Call me a humourless killjoy, but I’m not wildly amused by the Paddy Power/Monarch Airline story.

Monarch is furious that the Irish bookie – a self-styled 'household name synonymous with fun and entertainment' – has heavily promoted its odds of 4-1 that the airline will be the next to fail. Paddy Power is claiming that it is just responding to a surge of more than 100 punters seeking odds on Monarch’s demise. Funny how these surges always coincide with such an annual publicity push.   

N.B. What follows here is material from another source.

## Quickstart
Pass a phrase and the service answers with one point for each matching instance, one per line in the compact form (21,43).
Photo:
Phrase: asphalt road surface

Just how damaging this kind of lark can prove was spelled out last year, when a Paddy Power press ad promoting its 'next airline to go bust' odds was banned by the ASA, on the grounds that it 'denigrated' airlines.  

I’d go further than suggesting it denigrates the airline. It actively damages Monarch’s ability to do business. It sucks away the customer confidence necessary for companies to sell their goods and services. There can be no doubt that with all the emotional weight involved in taking the annual holiday, there will be a good number of Brits who will now avoid booking with Monarch because Paddy Power has put the frighteners on. They will be uneasy about the possibility of winding up stranded in Dalaman or Fuerteventura with a worthless ticket home, their weeping kids slumped in the departure lounge.

If we wrote an article saying Monarch was going to go bust they would sue us for libel, and quite rightly so. (I never thought I’d see myself banging a sentence like that out on my keyboard.)

Monarch employs plenty of people, as well. As its MD Tim Jeans pointed out: 'We have 6.5 million customers and 2500 employees who won’t find this at all helpful or at all funny'. PaddyPower prides itself on having a 'good craic'. So why don’t they sent up a book on the corner of a busy Dublin high street and offer odds on the next OAP to fall on the ice and break his or her hip? Side-splitting.

Like Class A drugs and fast women, I steer clear of gambling. I once spent a week with a number of members of Gamblers’ Anonymous, and a pretty wretched mess they were, too. It’s also true that pure gambling has been the root cause of a large proportion of the economic mess that we find ourselves in at the moment. We’re the victims of a casino economy. We’ve been brought down by the fast-buck banking that isn’t about the boring business of lending money to business to grow, but gaming the system with shorting, credit default swaps or whatever. When business is reduced to mere gaming – reducing companies and those who work in them to the machinations of a crap shoot - we’re right to fear the consequences. As do those unfortunate souls at Monarch whose lives are made more difficult by Paddy Power’s 'good craic'.